Social Networking Graph Database and Profile Information

I am new to graph databases and have a question which might be easy to answer for you guys.

If I decide to use a graph database (e.g. Neo4j) for a social networking like application, do I also save profile information and posts in that database or would I need a second database such as MySQL?

All examples which I have found, do only save a few properties in the graph database (e.g. name and relation). Therefore my question.

Many Thanks

Solution

You can store that information directly in the graph database. Not only is it possible but it is even recommended as that information might affect the various traversal queries you would like to run against the database.

At any point in time you may want to create a separate layer for users that interact a lot (via posts). It will be handy to have that information on hand in the graph database.

Same goes for profile information. Maybe you will want to run a traversal only on a specific type of profile (single men, etc.) then you would need to have that information at hand within your graph database.

I would say : unless you have got a specific reason to use MYSQL along side your graph db, you should probably do everything in the graph database.

Some things to keep in mind:

Indexing can be tricky depending on your needs. You usually have to give your data model a little thought instead of jumping into it blindly.
Keep an eye out for the maximum number of elements the graph db of your choice can handle.
Some content such as image blobs etc.. might not be appropriate to store in the db. I've never looked into this though so I could be wrong.

Extra concerns:

So I should create a node for each profile, containing the profile properties and relations to the post nodes?
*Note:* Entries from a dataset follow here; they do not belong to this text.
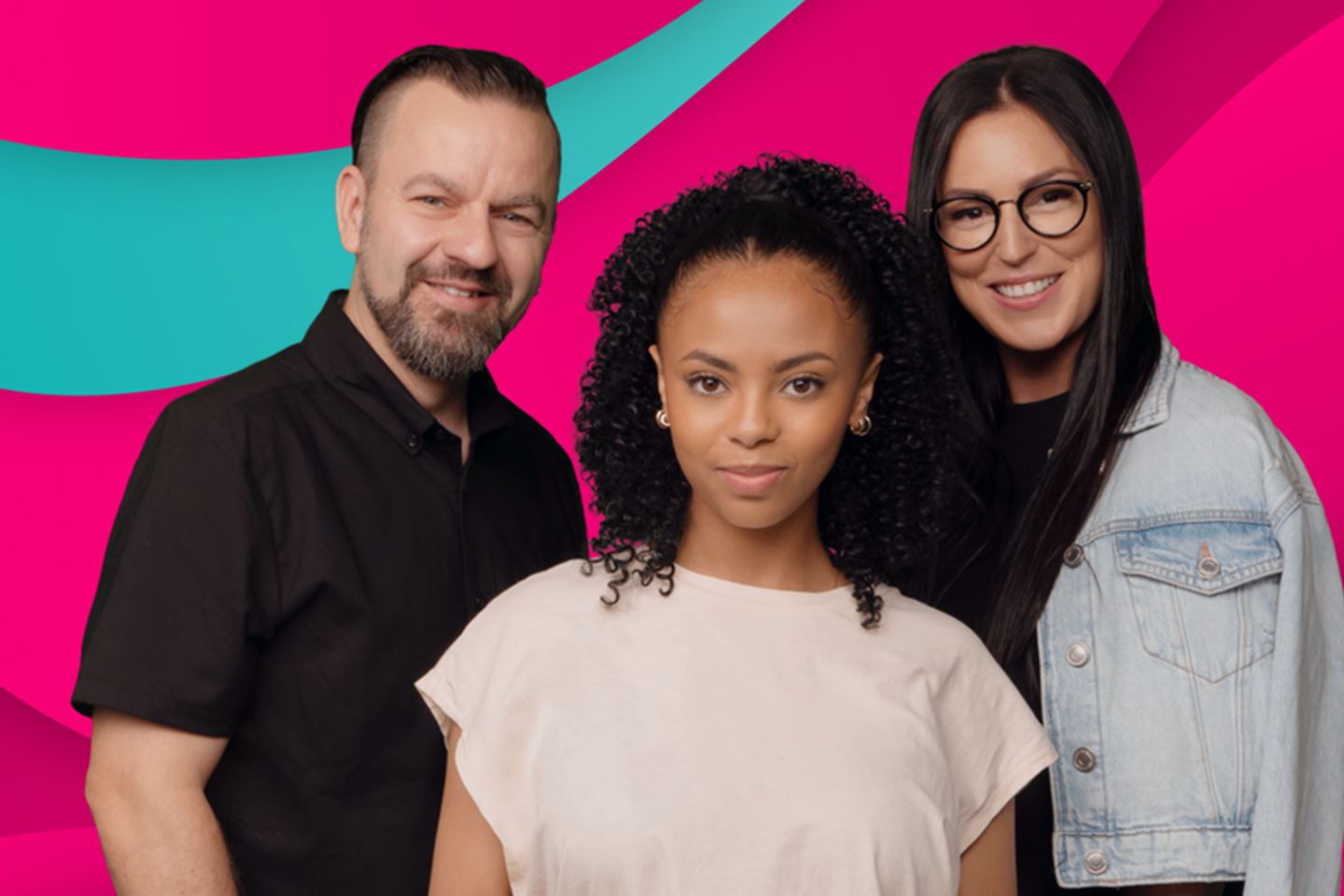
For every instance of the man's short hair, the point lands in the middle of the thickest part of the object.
(472, 73)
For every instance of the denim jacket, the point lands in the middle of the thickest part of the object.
(1193, 658)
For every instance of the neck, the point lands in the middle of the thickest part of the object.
(443, 399)
(1034, 376)
(788, 556)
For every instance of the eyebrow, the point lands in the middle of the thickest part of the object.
(1039, 177)
(712, 360)
(439, 182)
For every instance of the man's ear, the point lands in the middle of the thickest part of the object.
(351, 205)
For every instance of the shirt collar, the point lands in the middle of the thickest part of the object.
(347, 360)
(1156, 403)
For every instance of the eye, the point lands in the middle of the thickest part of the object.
(967, 214)
(706, 385)
(519, 217)
(801, 385)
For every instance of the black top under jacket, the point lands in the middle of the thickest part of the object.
(1026, 434)
(297, 544)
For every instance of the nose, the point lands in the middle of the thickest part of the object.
(753, 424)
(1016, 242)
(470, 238)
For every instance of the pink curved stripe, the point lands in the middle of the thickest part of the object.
(1188, 62)
(162, 79)
(54, 862)
(64, 465)
(42, 771)
(1242, 262)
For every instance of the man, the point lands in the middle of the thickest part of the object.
(301, 540)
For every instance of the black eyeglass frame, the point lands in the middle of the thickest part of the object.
(1081, 186)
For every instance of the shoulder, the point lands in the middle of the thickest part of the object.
(528, 437)
(253, 394)
(1200, 398)
(542, 605)
(1215, 452)
(929, 635)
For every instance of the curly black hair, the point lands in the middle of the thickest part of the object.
(878, 504)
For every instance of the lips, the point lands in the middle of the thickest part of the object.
(460, 296)
(1025, 289)
(750, 480)
(1026, 293)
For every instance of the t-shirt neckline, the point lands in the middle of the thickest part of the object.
(738, 590)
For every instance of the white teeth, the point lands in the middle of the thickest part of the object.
(1023, 290)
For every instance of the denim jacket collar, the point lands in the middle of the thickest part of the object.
(1155, 406)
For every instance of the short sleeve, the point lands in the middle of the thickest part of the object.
(995, 745)
(484, 685)
(180, 611)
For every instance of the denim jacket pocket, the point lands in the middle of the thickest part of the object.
(1203, 593)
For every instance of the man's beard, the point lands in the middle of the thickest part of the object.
(449, 345)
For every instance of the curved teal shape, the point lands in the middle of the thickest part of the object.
(132, 274)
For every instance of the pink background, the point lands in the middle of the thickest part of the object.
(1236, 112)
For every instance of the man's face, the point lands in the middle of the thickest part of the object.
(455, 217)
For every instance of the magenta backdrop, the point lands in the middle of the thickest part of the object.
(1236, 112)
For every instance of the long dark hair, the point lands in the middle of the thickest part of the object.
(1118, 352)
(876, 507)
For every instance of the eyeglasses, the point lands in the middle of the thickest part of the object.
(1053, 208)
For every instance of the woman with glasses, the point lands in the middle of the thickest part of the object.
(1137, 543)
(732, 699)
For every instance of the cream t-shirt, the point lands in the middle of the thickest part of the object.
(729, 739)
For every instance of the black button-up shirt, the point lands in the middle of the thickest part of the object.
(297, 544)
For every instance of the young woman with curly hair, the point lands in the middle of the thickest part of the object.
(732, 697)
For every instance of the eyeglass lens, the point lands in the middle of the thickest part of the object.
(1051, 210)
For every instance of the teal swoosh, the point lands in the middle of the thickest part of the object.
(129, 274)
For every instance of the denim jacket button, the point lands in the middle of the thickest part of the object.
(1096, 862)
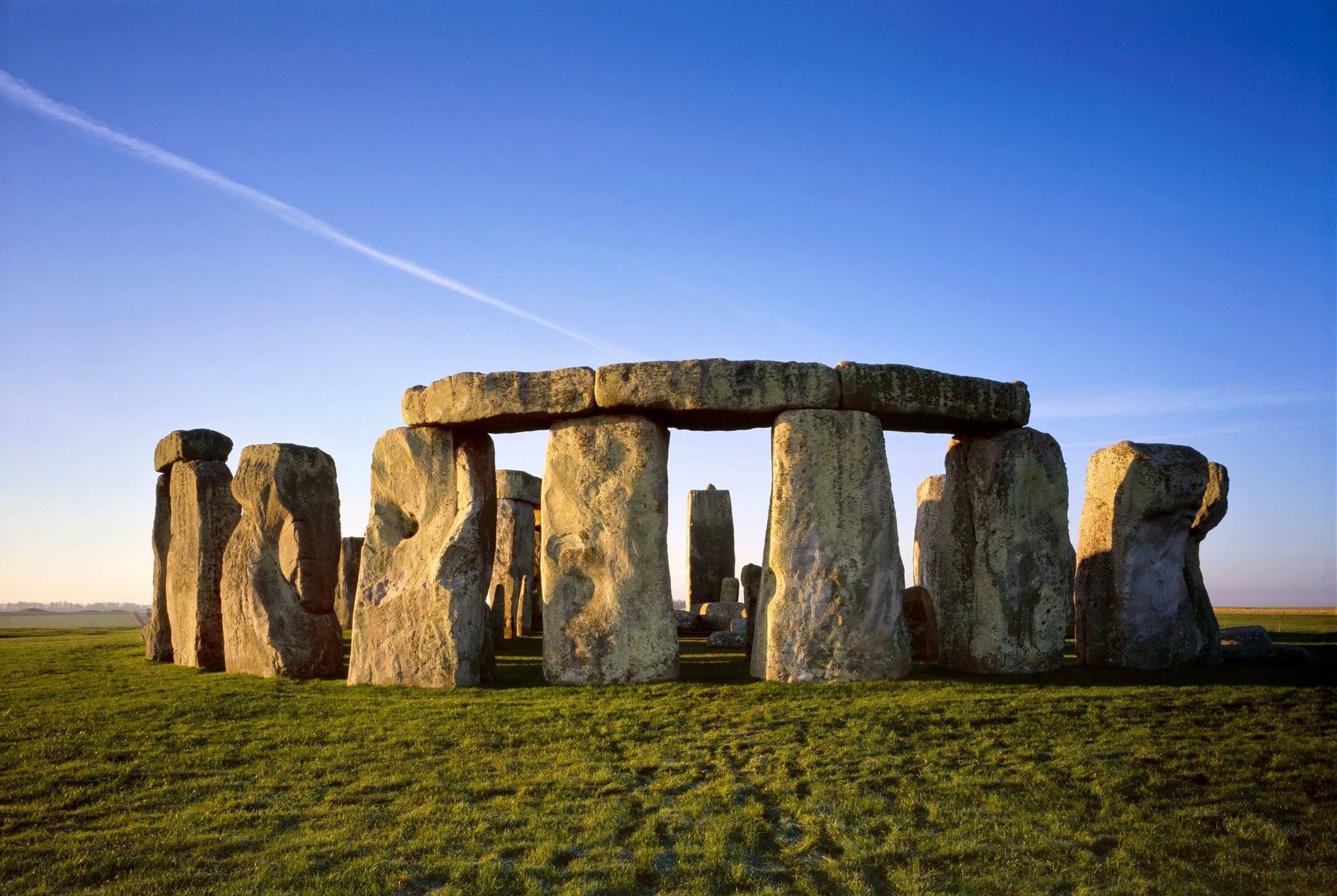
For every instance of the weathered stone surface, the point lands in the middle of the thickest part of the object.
(1005, 596)
(607, 605)
(190, 444)
(832, 582)
(514, 566)
(930, 536)
(729, 590)
(710, 544)
(281, 565)
(718, 614)
(918, 400)
(686, 621)
(1209, 517)
(1133, 602)
(922, 624)
(730, 638)
(507, 401)
(157, 634)
(345, 590)
(519, 486)
(204, 516)
(714, 393)
(422, 612)
(1253, 642)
This is a little tricky, the answer is yes but depending on the number of posts a user has made, that user node (vertex) could potentially become a supernode. A “supernode” is a vertex with a disproportionately high number of incident edges. This can lead to performance issues. To counter this you will want to make sure your graph db can handle these instances properly ; generally by implementing vertex centric indices. I haven't checked in a while but last time I did Neo4j did not support these. OrientDb and Titan (among others) do. Someone can correct me if Neo4j has some support now.
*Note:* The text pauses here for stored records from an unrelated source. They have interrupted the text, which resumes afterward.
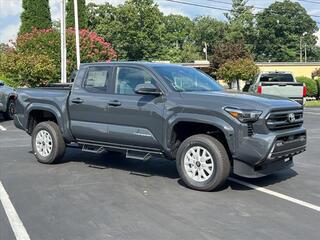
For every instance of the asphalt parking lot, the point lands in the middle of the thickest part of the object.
(105, 196)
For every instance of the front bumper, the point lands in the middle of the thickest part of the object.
(264, 154)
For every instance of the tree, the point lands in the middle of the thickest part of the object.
(177, 30)
(280, 28)
(241, 26)
(208, 30)
(36, 14)
(135, 29)
(236, 70)
(177, 43)
(82, 14)
(35, 58)
(228, 51)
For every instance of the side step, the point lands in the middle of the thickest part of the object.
(93, 149)
(144, 156)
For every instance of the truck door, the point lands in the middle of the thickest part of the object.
(88, 104)
(135, 120)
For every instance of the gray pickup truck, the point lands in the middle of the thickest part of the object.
(7, 98)
(179, 113)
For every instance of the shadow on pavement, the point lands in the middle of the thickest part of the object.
(152, 167)
(161, 167)
(264, 181)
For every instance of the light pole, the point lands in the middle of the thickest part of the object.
(205, 50)
(76, 23)
(63, 42)
(305, 48)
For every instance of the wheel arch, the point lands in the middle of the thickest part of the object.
(40, 113)
(204, 123)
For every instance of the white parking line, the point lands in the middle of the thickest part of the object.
(16, 224)
(276, 194)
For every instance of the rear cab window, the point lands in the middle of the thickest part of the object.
(98, 79)
(127, 78)
(276, 77)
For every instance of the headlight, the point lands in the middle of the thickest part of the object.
(244, 116)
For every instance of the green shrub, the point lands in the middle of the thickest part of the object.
(29, 70)
(310, 84)
(235, 70)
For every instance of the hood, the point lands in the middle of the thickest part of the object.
(242, 100)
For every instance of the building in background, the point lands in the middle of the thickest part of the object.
(298, 69)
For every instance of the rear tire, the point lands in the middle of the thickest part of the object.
(203, 163)
(11, 109)
(47, 143)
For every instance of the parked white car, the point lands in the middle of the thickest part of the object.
(276, 83)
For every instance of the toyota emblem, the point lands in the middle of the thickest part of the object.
(291, 118)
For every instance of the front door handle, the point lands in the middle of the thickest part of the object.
(114, 103)
(77, 100)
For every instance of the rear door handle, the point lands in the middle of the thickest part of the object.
(114, 103)
(77, 100)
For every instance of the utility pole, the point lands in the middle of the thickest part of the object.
(300, 48)
(205, 50)
(76, 23)
(305, 53)
(63, 42)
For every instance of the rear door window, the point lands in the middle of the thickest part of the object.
(127, 78)
(276, 77)
(97, 79)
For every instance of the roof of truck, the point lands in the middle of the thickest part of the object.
(150, 64)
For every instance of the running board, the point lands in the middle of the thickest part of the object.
(93, 149)
(138, 155)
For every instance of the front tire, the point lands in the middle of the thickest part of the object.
(47, 143)
(203, 163)
(11, 109)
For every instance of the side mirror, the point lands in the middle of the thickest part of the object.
(249, 82)
(147, 89)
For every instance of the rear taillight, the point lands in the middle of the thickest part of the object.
(259, 89)
(304, 91)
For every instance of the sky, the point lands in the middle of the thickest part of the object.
(10, 11)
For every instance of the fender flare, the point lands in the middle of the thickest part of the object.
(44, 107)
(219, 123)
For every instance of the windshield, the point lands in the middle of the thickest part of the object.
(276, 77)
(187, 79)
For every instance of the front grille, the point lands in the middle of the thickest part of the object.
(285, 119)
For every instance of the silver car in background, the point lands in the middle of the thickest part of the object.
(7, 101)
(277, 83)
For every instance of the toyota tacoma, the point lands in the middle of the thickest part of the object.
(173, 111)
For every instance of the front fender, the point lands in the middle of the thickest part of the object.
(219, 123)
(44, 107)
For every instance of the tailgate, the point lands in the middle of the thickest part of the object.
(289, 89)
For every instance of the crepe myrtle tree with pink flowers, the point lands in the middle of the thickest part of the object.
(46, 43)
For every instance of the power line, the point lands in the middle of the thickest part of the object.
(199, 5)
(309, 1)
(219, 8)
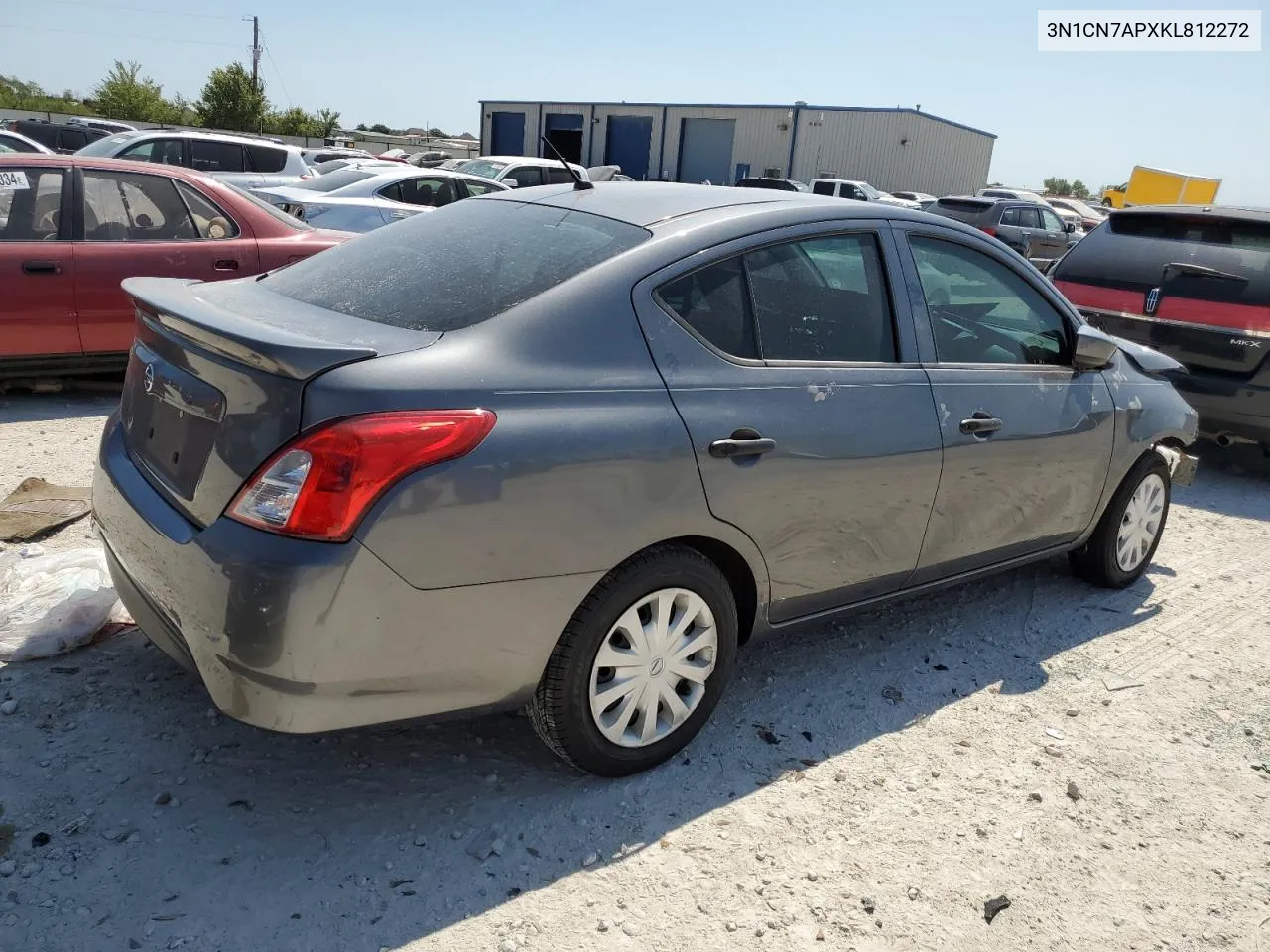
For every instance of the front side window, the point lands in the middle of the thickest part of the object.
(31, 202)
(123, 206)
(982, 311)
(209, 155)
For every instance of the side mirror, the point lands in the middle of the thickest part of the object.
(1093, 349)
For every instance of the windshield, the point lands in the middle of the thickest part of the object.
(336, 179)
(266, 207)
(456, 267)
(484, 168)
(108, 145)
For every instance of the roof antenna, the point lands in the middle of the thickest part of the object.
(578, 184)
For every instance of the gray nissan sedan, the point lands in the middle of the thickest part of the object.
(571, 448)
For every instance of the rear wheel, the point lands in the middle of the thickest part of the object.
(640, 665)
(1129, 531)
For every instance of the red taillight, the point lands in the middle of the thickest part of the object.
(321, 484)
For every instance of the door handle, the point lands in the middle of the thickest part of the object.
(980, 424)
(742, 443)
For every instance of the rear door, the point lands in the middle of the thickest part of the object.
(812, 420)
(143, 225)
(37, 264)
(1193, 286)
(1026, 439)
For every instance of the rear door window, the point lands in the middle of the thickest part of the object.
(822, 299)
(447, 272)
(211, 155)
(125, 206)
(266, 159)
(31, 202)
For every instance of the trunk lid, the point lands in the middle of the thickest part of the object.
(1192, 285)
(216, 379)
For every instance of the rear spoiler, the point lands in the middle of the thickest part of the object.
(255, 326)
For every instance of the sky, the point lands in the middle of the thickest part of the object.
(1076, 116)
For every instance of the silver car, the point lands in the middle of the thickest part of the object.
(245, 162)
(363, 198)
(574, 447)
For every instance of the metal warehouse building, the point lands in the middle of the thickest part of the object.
(890, 149)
It's going to depend on how you decide to traverse the graph, how many outgoing edges you think you'll have to scan in your traversal etc.. etc.. In general you need to start the process by figuring out what queries you're going to make, and then model the graph accordingly.

What's up with the difference in limitations between Neo4j and OrientDb?
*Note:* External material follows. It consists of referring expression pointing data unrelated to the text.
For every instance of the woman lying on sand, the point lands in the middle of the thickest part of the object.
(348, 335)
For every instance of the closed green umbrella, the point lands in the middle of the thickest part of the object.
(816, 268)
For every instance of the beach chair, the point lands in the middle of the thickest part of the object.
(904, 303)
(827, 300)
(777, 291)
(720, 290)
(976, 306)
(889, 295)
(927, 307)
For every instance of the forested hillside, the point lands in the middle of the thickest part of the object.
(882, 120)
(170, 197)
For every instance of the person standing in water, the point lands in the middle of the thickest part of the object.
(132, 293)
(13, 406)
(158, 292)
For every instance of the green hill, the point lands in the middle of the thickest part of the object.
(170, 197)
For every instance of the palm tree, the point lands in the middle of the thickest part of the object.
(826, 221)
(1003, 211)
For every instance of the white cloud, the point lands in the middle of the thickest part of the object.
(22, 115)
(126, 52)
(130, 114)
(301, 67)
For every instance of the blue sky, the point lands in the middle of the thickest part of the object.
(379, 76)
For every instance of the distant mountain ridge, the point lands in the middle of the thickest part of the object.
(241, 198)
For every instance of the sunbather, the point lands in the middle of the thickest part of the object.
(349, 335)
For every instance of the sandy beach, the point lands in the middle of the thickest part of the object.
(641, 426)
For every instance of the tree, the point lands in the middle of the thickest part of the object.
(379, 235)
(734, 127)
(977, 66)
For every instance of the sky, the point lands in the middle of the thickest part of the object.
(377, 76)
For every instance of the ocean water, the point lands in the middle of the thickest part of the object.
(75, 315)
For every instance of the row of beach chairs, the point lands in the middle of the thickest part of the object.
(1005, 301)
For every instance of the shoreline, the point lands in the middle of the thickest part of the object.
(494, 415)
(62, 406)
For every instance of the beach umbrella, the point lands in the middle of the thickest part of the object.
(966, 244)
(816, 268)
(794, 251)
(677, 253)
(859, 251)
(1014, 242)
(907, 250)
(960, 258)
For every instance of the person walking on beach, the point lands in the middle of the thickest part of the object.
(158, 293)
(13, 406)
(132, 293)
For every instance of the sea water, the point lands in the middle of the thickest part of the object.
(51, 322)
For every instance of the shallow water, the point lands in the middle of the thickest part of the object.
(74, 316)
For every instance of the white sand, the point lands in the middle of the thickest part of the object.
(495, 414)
Neo4j limitations seem to be theoretically defined. From the extra comments here it seems like they plan on increasing them shortly. OrientDb and Titan are thought out as being databases for significantly larger graphs hence why their limits are higher at the moment. In reality, even if those limitations are quite far appart, the real question is "are you going to hit them". I've answered yes to this in the past and that is why I use Titan today. But Neo4j's limitations are usually high enough that they can cater to most people's needs.